Tavi caught his slight weight with a curse. "Kitai!" he called.

She came up to him immediately, sword in hand, her eyes on the fight a few steps above them. "Is he dead?"

"Not yet," Tavi said. "Take him. Get him back down the stairs, by Max."

Kitai nodded once and slipped the sword through her belt, before picking up Killian at least as easily as Tavi had. "Wait," he told her, and hurriedly cut another strip from his cloak, using it to bind the blood-soaked pad he'd fashioned over the Maestro's injuries. "There," he said. "Go, go."

Kitai nodded, and met his eyes. Her own were worried. "Be cautious, Aleran."

"Don't be gone long," Tavi replied, and she nodded shortly before turning to descend the stairs.

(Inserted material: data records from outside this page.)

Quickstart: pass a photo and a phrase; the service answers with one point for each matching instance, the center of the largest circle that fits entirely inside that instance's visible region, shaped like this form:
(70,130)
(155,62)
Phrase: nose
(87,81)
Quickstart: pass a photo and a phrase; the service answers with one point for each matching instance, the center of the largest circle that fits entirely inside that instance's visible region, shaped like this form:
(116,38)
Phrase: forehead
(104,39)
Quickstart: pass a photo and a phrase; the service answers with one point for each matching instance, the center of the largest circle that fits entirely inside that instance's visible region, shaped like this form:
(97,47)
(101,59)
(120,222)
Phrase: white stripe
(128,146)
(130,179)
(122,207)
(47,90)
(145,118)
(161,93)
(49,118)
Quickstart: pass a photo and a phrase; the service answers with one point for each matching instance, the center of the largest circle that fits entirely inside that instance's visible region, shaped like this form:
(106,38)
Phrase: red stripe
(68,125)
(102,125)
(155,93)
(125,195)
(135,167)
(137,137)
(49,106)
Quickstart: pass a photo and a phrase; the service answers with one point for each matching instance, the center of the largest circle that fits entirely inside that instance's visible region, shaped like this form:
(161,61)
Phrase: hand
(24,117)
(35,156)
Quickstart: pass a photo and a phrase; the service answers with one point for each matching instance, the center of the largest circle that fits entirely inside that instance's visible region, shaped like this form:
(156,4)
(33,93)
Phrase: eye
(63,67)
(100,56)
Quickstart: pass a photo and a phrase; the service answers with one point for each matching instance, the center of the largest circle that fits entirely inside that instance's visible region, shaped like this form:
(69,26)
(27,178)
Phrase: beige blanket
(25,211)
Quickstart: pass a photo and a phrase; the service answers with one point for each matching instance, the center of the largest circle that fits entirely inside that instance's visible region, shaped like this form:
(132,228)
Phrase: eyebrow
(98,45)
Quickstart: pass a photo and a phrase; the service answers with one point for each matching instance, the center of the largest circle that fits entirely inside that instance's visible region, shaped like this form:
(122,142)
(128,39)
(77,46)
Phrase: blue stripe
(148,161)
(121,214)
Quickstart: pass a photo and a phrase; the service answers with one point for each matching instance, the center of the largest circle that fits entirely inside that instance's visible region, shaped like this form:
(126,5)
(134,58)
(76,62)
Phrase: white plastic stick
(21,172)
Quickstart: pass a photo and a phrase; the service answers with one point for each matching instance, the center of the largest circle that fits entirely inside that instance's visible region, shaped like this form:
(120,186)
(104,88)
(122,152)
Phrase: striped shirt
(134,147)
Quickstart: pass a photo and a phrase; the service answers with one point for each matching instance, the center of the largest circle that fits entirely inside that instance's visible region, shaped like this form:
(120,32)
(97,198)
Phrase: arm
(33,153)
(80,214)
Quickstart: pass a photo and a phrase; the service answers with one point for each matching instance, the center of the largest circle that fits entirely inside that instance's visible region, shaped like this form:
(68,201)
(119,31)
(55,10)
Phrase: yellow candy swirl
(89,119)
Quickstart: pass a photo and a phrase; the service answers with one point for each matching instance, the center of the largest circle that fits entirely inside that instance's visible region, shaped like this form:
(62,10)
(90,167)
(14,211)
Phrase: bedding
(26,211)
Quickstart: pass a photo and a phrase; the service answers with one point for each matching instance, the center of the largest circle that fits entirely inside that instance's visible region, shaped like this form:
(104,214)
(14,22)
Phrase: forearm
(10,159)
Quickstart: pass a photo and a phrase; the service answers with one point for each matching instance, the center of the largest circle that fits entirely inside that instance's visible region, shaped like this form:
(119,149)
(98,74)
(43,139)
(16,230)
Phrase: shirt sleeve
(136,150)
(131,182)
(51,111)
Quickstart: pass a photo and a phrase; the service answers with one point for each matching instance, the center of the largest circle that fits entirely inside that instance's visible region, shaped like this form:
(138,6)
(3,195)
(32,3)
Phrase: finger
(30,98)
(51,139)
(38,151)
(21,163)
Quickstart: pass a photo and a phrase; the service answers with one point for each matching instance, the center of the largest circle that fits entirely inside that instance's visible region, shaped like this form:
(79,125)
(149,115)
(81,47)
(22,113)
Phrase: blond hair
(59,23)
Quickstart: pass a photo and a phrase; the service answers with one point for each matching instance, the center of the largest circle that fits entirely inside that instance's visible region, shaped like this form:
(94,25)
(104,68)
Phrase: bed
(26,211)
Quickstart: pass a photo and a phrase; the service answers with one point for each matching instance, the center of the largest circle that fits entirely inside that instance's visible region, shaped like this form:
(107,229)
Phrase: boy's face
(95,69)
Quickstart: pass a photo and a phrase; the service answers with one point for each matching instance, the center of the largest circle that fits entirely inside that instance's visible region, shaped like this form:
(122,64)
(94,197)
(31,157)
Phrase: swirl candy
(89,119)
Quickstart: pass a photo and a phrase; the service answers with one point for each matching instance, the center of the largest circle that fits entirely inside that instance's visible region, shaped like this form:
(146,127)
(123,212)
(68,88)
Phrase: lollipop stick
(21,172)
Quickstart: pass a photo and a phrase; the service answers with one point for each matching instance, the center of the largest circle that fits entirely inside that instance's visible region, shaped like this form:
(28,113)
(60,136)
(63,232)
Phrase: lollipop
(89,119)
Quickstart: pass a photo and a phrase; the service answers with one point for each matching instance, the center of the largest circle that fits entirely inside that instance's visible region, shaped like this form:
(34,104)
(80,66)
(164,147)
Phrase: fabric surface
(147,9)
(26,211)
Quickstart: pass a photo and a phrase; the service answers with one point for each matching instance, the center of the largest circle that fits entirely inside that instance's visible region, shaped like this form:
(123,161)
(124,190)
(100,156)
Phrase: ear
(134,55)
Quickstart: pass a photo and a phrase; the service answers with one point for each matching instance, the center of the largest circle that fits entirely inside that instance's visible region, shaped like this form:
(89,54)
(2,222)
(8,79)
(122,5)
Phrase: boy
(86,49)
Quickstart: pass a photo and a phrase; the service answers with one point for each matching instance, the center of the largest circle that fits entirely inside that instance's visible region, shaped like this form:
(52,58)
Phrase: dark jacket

Tavi went to Miles next. The captain had hauled himself up to a sitting position, back against the wall, and lay there panting, his eyes closed. He looked almost violently weary, chest heaving, his face bloodied and horrible with its empty eye socket, and creased with pain despite his crafting. Tavi knelt near him, and Miles's sword arm twitched seemingly of its own volition, blade darting out to touch its tip to Tavi's throat.

Tavi froze, eyes wide, and said, "Sir Miles, it's Tavi."

The wounded captain opened his eye and blinked blearily at Tavi. The sword wavered and dropped. Tavi knelt immediately, examining Miles's injuries. The wounds on his face looked hideous, but they weren't deadly. Some of them had already clotted with blood. His wounded leg was much worse. The Cane's teeth had sunk into the meat of his thigh, just above his knee, and then ripped savagely through his flesh, until it looked like so much raw meat. Tavi jerked his cloak off and used the remaining material to fashion another thick pad and tie it tight.

"Guard?" Miles muttered. His voice was thready and weak. "The Guard got here?"

"Not yet," Tavi said.

"Wh-who, then? That's… that's old battlespeak. Step out low. Haven't heard it in years." He blinked his eye at Tavi, then turned his head almost drunkenly to the battle raging only a few stairs away.

Miles froze. His eye opened wider, and then his lips parted to let out a soft, weak little sound. He started trembling, so violently that Tavi could feel it in his hands as he finished with the bandage on the captain's thigh. "This isn't…" His face twisted into a grotesque grimace. "No, this isn't possible. He's dead. He died with Septimus. They all died with Septimus."

Fade dodged a sweeping blow of the Cane's sword by the width of a blade of grass, then struck out in a pair of blows that maimed the Cane's weapon arm, then struck its muzzle from its skull. The Cane fell toward him in a sudden frenzy of motion, trying to seize him with its remaining paw-hand, but Fade ducked away, retreating down three steps as the Cane fell, and struck a blow that sheared off a portion of its skull and killed it at once. He barely got his blade up fast enough to block the next Cane's sword, and the creature's vicious attack put him on the defensive, driving him down another step.

"Now draw him out," Miles said in a dull voice. "Make him overextend, and take the weapon arm and leg."

The Cane missed a throat slash by a hair, nearly struck Fade with the scything return stroke, and had Fade wobbling on the edge of the next step as the Cane surged forward. In the instant before it struck, Fade recovered his balance, so quickly that Tavi knew it had been a ruse from the outset, ducked under the Cane's blade, then surged inside its guard, struck a crippling blow to its weapon arm, then down to its forward leg in one single circular motion. The Cane fell, but not before Fade's sword had circled around again, using the Cane's own weight to add power to its upswing and all but severing the wolf-warrior's head as it fell.